Halalisa Singers -- Bound for Glory: Songs of the Journey
January 23, 2010
The 28+ voices of Lexington’s Halalisa Singers take listeners on a tour of music from around the world in “Bound for Glory: Songs of the Journey.” The vocal group’s winter concert taps into the universal dream of travel, both literal and figurative. Artistic Director Mary Cunningham Neumann conducts classic inspirational pieces including “Guide My Feet,” “Follow the Drinking Gourd,” “The Glory Train,” and Sweet Honey in the Rock’s Ysaye Barnwell’s arrangements of spirituals. A snappy version of Billy Strayhorn’s jazz classic “Take the A Train,” the sizzling Cuban number “Son de la Loma,” and the Zimbabwe greeting “Sorida” are representative of the chorus’s range, and its commitment to presenting music from around the globe.
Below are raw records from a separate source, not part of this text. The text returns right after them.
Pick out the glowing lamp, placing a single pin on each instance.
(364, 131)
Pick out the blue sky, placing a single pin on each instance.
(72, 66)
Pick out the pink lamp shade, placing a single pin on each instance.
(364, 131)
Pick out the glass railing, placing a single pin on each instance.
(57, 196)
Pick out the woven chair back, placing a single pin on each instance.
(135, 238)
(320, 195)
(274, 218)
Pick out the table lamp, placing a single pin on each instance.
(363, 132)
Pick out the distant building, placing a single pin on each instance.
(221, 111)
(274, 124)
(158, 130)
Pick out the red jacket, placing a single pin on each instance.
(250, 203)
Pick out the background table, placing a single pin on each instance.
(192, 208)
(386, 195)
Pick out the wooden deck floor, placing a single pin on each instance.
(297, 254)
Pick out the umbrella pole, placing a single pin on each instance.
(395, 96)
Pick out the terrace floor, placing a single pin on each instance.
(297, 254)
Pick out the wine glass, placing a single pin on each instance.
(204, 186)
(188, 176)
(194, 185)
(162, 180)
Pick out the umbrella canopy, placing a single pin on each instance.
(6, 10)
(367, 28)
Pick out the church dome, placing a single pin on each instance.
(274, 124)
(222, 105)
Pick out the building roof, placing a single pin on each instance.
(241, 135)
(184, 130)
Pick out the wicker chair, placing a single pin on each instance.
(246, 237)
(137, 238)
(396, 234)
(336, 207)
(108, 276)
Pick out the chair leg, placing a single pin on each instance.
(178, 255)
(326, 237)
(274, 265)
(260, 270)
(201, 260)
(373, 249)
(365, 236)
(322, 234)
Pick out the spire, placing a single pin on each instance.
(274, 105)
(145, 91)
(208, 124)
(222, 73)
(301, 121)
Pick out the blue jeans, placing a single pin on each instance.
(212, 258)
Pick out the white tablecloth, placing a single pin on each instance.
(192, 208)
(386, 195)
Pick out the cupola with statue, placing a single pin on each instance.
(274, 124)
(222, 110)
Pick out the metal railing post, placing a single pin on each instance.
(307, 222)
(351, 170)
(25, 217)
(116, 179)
The concert also includes popular Korean folk song “Arirang,” a playful rendition of the Israeli number “Simona Mi Dimona” arranged by the Zamir Chorale’s Joshua Jacobson, and “Song for the Mira,” Allister McGillivray’s homage to Cape Breton waters. Rounding out the program are the sea chantey “I’m Bound Away,” “The Wayfaring Stranger” from the Sacred Harp, traditional South African and anti-Apartheid songs, and a poignant version of James Taylor’s “That Lonesome Road.” Joining the singers will be pianist Alla Vishnevetsky, percussionist Bertram Lehmann, and oboeist Kristin Fleischmann-Rose. The Halalisa Singers, formed in 1993 by renowned songleader and Mystic Chorale director Nick Page, are the greater Boston area’s premier world music ensemble. Halalisa is the Zulu word for “celebration”, and in that spirit, the Halalisa repertoire includes African, Latin, Spiritual, Jewish, Folk and Jazz music. A diverse group of men and women, The Halalisa Singers are inspired by the belief that music is a universal language with the power to uplift and unite us all. Under the leadership of Artistic Director Mary Cunningham Neumann, this Lexington-based vocal ensemble is now in its fifteenth year offering performances in the Boston area.